Cardiovascular activity

In a study by Oben, et al. [46], C. quandrangularis brought about significant reductions in weight and blood glucose levels, while decreasing serum lipids thus improving cardiovascular risk factors.

Hepatoprotective activity

Swamy, et al. [47] investigated the hepatoprotective activity of methanol extract of C. quadrangularis against rifampicin-induced hepatotoxicity in rats. It was concluded that the mechanism of hepatoprotection may be attributed to its antioxidant activity especially the presence of β–carotene. The plant affords hepatoprotection by its antioxidant and insulin-sensitizing activities [48]. It also showed anti-lipid peroxidative, free-radical scavenging property and ameliorated the liver damage by an increase in antioxidant enzymes activities [23].

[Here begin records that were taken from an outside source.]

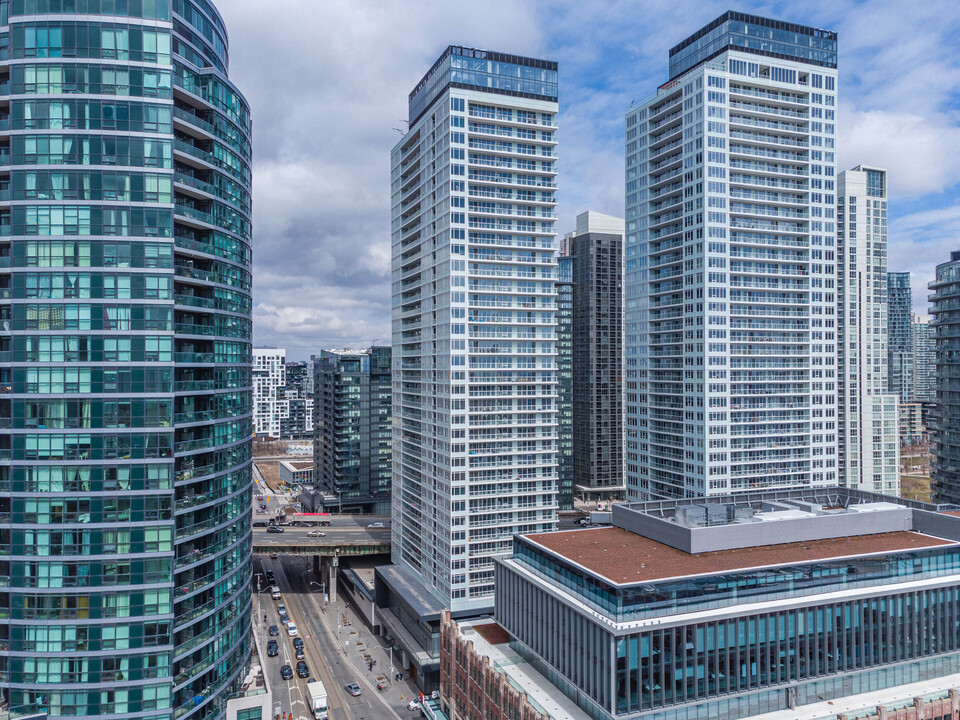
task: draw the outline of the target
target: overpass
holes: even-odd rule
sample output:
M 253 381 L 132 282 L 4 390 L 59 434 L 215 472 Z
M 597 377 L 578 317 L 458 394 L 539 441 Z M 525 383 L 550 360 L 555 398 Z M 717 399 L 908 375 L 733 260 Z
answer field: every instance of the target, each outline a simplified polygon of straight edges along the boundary
M 340 558 L 366 555 L 390 555 L 390 528 L 370 528 L 356 522 L 332 527 L 308 529 L 284 526 L 282 533 L 268 533 L 266 528 L 253 528 L 255 555 L 312 555 L 313 570 L 326 578 L 329 599 L 337 599 L 337 575 Z M 324 537 L 310 535 L 320 531 Z

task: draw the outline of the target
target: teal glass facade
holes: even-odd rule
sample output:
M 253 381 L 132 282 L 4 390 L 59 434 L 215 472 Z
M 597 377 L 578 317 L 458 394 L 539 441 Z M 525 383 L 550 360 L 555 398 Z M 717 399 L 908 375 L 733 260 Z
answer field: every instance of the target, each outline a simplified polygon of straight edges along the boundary
M 251 145 L 207 0 L 0 0 L 0 703 L 222 717 L 251 653 Z
M 960 502 L 960 251 L 937 265 L 929 285 L 936 348 L 936 402 L 933 413 L 933 498 Z
M 373 346 L 313 358 L 314 484 L 336 512 L 390 514 L 391 356 Z

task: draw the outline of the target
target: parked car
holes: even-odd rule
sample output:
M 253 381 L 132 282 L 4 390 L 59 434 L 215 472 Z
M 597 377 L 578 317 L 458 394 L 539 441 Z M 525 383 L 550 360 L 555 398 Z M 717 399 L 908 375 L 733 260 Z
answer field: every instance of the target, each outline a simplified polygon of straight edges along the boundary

Evidence from the previous studies suggested the efficacy of C. quadrangularis in treating various ailments. The major pharmacological activities of the plant include antimicrobial, anti-diabetic, anti-inflammatory, anti-obesity, anti-oxidant, bone turnover, cardiovascular and hepatoprotective. Further, the most extensive clinical studies using standardized extracts of Cissus alone or in combination with other ingredients involve weight loss and the regulation of blood glucose and lipids. Thus, Cissus quadrangularis appears worthy of pharmacological investigations for new drug formulations.